Overall, the cornerstone of U.S. federalism is the horizontal and vertical separation of powers.  First, there is the complete separation of powers between the three branches at the national level, and the overlapping checks and balances.  Then, there is the division of powers and responsibilities between the national government and the States (sub-national governments).

Horizontal Separation of Powers

The great innovation of the U.S. constitution has to do with the separation of powers between the Legislative, Executive, and Judicial branches.  Unlike most parliamentary systems of governance, in the U.S. the Legislature is separate from the Executive (President) and the government administration.  In effect, the U.S. constitution states that a person cannot hold office in multiple branches of the government.  Therefore, a member of Congress cannot be a member of the Cabinet, and so on.

This innovation introduced an element of competition between the Legislative and the Executive branch, and it allowed for the Judiciary to develop (over a long time) a strong independent voice.

Bicameral Legislature

All legislative powers in the U.S. rest with Congress, which is made up of two legislative bodies: the House of Representatives and the U.S. Senate.  Although the House and the Senate represent different constituencies, and have some different functions, the underlying premise is that every legislature that is passed by one chamber must also be approved by the other chamber… unchanged.

This combination of two legislative chambers representing different constituents but having to approve every legislature as equals safeguards the nation from any abuse of power and produces sensible moderate legislative compromises.

Another function for which the U.S. Congress is infamous for is its oversight responsibility.  The U.S. Legislature, both the House and the Senate, through the many Congressional Committees and Sub-Committees, take their responsibility to ‘question and investigate’ the executive branch very seriously.

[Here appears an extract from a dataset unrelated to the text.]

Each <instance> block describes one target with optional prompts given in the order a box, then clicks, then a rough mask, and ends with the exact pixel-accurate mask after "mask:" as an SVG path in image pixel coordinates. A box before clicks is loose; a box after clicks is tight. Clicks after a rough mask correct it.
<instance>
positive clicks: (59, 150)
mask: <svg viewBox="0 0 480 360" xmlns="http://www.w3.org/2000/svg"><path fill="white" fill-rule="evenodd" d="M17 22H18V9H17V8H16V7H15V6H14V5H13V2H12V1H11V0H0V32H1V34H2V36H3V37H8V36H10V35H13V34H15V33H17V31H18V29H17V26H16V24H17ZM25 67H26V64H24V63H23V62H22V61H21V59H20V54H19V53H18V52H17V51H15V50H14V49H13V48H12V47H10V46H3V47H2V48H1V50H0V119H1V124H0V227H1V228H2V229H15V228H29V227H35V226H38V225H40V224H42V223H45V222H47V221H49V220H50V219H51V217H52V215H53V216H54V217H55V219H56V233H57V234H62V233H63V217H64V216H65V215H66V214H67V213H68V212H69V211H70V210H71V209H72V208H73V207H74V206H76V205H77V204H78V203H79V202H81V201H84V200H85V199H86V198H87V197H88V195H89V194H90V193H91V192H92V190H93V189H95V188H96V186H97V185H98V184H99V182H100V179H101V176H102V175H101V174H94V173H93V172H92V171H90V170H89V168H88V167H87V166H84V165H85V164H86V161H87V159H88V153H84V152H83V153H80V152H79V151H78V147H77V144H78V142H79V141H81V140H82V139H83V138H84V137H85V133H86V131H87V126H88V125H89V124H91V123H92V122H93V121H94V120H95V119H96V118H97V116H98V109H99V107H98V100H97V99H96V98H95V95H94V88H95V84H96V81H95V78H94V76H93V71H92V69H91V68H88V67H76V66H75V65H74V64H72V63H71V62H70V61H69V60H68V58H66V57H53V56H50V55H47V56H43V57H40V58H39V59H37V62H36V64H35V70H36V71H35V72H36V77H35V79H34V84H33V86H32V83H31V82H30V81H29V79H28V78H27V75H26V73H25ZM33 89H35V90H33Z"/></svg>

Vertical Separation of Powers

On the other hand, because the United States was formed from the bottom up as a revolution of semi-autonomous colonies (states), they retained a great deal of power and responsibility to manage their internal affairs.  Of course, over time, in the constant struggle for political control between the four main center of power under the U.S. constitution (the President, Congress, the Supreme Court, and the States), the States have been the ones which lost part of their powers and responsibilities.

Non-the-less, States remain absolutely invaluable to the U.S. system of governance, because due to their much smaller size they can pursue policies and initiatives that are two risky or too expensive for the federal government.  The ‘laboratories of democracy’ as they have come to be known, States have been on the avant-guard of policy development, be it for economic or social issues.